Of the following transitions in the Bohr hydrogen atom, the ____ transition results in the emission of the highest-energy photon.

a.n=1, n=6
b.n=6, n=1
c.n=6,n=3
d.n=3,n=6
e.n=1,n=4

B: n=6, n=1 is highest-energy photon. Emission is going from a higher energy level down to a lower energy level, so that will rule out a,d,e. So between b and c, it will be b because if you study the n=1 energy level you will see that it is the ground state energy level, which means that energy is the greatest in this energy level.

The transition that results in the emission of the highest-energy photon in the Bohr hydrogen atom is the transition from a higher energy state to a lower energy state.

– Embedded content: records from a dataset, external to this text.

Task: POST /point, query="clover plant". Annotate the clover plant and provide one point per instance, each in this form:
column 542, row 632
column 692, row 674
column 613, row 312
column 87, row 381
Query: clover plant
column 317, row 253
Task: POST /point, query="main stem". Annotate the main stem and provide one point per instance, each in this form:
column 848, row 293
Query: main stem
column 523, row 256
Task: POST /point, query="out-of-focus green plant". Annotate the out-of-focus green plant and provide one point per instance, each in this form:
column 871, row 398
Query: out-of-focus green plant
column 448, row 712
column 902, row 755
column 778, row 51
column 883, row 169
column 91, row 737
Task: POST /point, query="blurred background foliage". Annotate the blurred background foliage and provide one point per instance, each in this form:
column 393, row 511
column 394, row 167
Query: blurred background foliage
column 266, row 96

By comparing the given transitions, we can see that option b) n=6 to n=1 represents a transition from a higher energy state (n=6) to a lower energy state (n=1). Therefore, option b) results in the emission of the highest-energy photon.

To determine which transition results in the emission of the highest-energy photon in the Bohr hydrogen atom, we need to compare the energy levels associated with each transition.

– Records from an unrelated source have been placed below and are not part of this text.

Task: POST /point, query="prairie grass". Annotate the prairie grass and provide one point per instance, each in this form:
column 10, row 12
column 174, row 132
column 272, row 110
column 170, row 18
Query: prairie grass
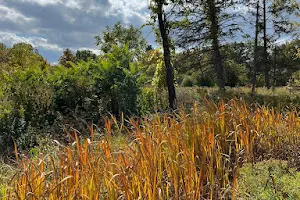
column 183, row 155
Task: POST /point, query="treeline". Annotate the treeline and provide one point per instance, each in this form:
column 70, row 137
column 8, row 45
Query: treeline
column 206, row 29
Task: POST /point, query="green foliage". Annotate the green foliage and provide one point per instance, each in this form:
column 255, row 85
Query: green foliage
column 119, row 36
column 268, row 180
column 85, row 55
column 34, row 98
column 187, row 82
column 67, row 58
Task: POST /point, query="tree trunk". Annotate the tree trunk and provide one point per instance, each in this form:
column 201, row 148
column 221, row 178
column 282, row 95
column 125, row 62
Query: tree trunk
column 163, row 27
column 265, row 57
column 214, row 34
column 255, row 63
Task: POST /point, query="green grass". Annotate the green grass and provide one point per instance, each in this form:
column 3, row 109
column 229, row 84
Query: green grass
column 268, row 180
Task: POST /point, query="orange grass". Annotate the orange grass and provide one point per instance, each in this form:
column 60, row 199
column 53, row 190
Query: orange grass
column 183, row 156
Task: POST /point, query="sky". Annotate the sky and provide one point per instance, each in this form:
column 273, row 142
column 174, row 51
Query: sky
column 51, row 26
column 54, row 25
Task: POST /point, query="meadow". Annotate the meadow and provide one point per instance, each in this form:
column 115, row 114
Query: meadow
column 210, row 148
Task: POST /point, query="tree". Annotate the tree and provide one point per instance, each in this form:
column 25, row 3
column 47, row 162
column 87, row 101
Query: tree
column 277, row 21
column 120, row 36
column 255, row 62
column 205, row 23
column 85, row 55
column 158, row 12
column 67, row 58
column 23, row 55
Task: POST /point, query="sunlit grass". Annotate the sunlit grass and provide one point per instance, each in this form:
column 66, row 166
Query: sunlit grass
column 194, row 155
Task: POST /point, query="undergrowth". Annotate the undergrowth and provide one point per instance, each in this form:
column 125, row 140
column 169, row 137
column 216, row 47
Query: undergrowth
column 194, row 155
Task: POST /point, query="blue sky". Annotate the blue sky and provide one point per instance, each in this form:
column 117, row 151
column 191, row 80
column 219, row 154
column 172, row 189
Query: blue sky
column 54, row 25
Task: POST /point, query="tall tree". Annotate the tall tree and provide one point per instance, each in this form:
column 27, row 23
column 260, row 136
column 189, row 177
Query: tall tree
column 205, row 23
column 255, row 62
column 158, row 12
column 277, row 21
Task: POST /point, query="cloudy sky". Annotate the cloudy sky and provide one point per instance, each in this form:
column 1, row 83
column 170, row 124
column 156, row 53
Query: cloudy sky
column 54, row 25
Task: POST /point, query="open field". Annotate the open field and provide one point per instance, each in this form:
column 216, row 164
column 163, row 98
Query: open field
column 196, row 154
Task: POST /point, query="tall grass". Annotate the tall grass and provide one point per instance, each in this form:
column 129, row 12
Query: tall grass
column 192, row 155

The energy levels in the Bohr model of the hydrogen atom are given by the formula:
E = -13.6 eV/n^2

Where E is the energy level, n is the principal quantum number, and -13.6 eV is a constant representing the ionization energy of the hydrogen atom.

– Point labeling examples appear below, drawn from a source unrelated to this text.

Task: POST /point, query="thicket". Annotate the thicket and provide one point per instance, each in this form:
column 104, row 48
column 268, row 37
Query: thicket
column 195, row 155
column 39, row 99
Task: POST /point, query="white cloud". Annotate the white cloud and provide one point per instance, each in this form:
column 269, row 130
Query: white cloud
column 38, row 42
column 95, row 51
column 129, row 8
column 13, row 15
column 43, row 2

To find the energy difference between two energy levels, we subtract the initial energy level from the final energy level:
ΔE = E_final - E_initial

The energy of the emitted photon is given by the energy difference between the initial and final energy levels:
E_photon = ΔE

Let's calculate the energy differences for each transition:

a. n=1, n=6
ΔE = (E_final - E_initial) = E_6 - E_1 = (-13.6 eV/6^2) - (-13.6 eV/1^2) = -0.15 eV

b. n=6, n=1
ΔE = (E_final - E_initial) = E_1 - E_6 = (-13.6 eV/1^2) - (-13.6 eV/6^2) = -0.15 eV

c. n=6, n=3
ΔE = (E_final - E_initial) = E_3 - E_6 = (-13.6 eV/3^2) - (-13.6 eV/6^2) = -0.06 eV

d. n=3, n=6
ΔE = (E_final - E_initial) = E_6 - E_3 = (-13.6 eV/6^2) - (-13.6 eV/3^2) = -0.06 eV

e. n=1, n=4
ΔE = (E_final - E_initial) = E_4 - E_1 = (-13.6 eV/4^2) - (-13.6 eV/1^2) = -0.85 eV

From the calculations, we can see that option e. (n=1, n=4) results in the highest energy difference (ΔE = -0.85 eV). Therefore, the e. (n=1, n=4) transition results in the emission of the highest-energy photon.

The most energy comes from the largest "movement" of the electron; therefore, I would think that would be from 6 to 1.